More than 10,000 people marched in Budapest on Sunday to demand the scrapping of a proposed tax on Internet usage that critics of Prime Minister Viktor Orban call his latest anti-democratic measure.
"There will be no Internet tax... we will block it," organiser Balazs Gulyas told the crowd to cheers.
"If the tax is not scrapped within 48 hours, we will be back again," he said.
The crowd held smartphone torches aloft outside the economy ministry in an echo of recent pro-democracy protests in Hong Kong, and held signs with slogans such as "Free Wifi! Free Internet! Free Hungary!"
Announcing the levy last Tuesday, Economy Minister Mihaly Varga said the tax -- 150 forints (0.50 euros, $0.61) on each transferred gigabyte of data -- was needed to help shore up the 2015 budget of one of the EU`s most indebted nations.
He also said the tax was fair because it was a shift away from phone lines and to the Internet.
Orban has been accused of flirting with authoritarianism, and organisers told AFP they believed the tax was aimed at restricting government critics who mainly use online media.
Others are concerned it will hurt small businesses and make it harder for people, particularly in poor areas, to access information and educational material.
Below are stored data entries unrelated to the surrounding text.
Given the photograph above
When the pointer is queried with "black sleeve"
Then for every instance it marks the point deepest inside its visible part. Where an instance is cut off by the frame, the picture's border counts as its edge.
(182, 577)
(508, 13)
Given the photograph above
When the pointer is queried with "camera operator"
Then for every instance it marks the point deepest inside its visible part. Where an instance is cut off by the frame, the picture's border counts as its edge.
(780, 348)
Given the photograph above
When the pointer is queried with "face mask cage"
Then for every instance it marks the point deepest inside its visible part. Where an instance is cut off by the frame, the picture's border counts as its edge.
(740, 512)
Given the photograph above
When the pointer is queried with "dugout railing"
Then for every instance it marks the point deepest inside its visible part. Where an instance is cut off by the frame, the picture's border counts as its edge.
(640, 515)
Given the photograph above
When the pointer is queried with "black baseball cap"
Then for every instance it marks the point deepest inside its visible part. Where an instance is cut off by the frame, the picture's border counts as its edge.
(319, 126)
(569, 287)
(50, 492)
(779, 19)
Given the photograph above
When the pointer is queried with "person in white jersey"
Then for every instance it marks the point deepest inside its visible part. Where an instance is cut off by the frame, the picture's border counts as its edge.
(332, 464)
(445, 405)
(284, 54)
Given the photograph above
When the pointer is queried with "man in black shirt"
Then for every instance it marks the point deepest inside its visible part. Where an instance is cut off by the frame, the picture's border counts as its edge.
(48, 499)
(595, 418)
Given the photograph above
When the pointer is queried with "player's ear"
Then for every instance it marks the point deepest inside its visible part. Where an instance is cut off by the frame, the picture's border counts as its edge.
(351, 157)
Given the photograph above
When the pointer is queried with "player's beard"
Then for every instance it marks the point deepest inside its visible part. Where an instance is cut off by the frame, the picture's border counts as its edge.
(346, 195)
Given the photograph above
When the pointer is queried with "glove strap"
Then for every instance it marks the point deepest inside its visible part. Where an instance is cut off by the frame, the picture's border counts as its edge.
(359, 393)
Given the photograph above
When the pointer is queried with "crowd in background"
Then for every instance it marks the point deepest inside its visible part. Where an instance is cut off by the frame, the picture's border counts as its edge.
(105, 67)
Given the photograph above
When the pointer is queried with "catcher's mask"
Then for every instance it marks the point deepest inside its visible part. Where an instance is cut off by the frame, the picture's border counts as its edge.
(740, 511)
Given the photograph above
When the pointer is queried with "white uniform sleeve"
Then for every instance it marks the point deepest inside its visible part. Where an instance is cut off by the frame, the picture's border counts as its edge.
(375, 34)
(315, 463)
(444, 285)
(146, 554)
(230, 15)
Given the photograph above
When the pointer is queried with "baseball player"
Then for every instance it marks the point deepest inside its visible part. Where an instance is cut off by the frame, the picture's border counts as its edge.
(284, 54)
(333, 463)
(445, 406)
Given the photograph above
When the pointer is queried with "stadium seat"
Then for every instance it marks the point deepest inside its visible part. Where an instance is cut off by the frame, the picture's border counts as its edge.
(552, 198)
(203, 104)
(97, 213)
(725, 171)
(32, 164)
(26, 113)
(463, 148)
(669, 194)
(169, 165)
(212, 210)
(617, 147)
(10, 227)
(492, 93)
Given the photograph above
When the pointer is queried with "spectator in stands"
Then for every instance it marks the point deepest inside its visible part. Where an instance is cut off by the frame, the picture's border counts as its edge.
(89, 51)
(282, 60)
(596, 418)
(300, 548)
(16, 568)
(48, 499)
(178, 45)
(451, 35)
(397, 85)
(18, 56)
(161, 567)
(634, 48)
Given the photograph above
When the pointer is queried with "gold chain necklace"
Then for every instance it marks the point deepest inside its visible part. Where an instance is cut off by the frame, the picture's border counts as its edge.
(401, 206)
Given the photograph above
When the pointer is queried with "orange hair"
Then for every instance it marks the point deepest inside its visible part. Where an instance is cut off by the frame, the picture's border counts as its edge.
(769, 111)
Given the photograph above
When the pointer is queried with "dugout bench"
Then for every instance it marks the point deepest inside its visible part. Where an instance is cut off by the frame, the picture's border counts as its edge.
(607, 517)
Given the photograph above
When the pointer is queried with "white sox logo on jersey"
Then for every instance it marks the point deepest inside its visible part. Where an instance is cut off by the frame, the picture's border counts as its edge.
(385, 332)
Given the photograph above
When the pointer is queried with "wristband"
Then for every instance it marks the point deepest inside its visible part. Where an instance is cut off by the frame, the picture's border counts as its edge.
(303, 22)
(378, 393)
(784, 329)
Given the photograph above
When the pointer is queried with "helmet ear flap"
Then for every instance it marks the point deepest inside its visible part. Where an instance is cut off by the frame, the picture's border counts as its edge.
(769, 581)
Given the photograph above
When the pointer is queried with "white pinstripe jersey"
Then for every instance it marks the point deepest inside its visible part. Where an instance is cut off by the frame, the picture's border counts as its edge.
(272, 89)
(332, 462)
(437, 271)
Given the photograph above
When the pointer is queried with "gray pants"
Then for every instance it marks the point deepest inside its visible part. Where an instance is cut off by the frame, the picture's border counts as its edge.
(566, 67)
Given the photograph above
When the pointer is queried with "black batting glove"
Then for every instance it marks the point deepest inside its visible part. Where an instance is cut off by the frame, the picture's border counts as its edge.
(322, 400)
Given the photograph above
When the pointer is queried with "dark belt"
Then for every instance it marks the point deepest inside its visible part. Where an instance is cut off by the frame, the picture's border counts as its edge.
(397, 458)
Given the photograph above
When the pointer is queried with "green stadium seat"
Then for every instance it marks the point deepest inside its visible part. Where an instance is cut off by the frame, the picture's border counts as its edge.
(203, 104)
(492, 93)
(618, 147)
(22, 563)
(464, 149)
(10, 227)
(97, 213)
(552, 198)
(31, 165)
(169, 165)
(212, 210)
"This is a backward idea, when most countries are making it easier for people to access the Internet," Judit Nagy-Korsa, 55, told AFP.
The tax has also triggered alarm in Brussels. Neelie Kroes, the EU`s digital chief, tweeted that it was "a shame for users and a shame for the Hungarian government".
Orban`s Fidesz party later proposed capping the monthly payment at 700 forints (2.3 euros, $3) for consumers and 5,000 forints for businesses, but the move has failed to calm anger.
"Orban, get lost!" chanted the crowd as it marched down the main boulevard of the capital after the rally.
The powerful Orban, 51, reelected with a second consecutive two-thirds majority in April, has faced unusual pressure in recent days after the United States issued entry bans on several government officials over suspected corruption.
The top US diplomat in Budapest warned Friday that "negative trends" such as a weakening of the rule of law and intimidation of civil society had "rapidly taken hold" in Hungary.
Among the protestors Sunday, several people held EU and US flags as well as signs reading "Mafia Government".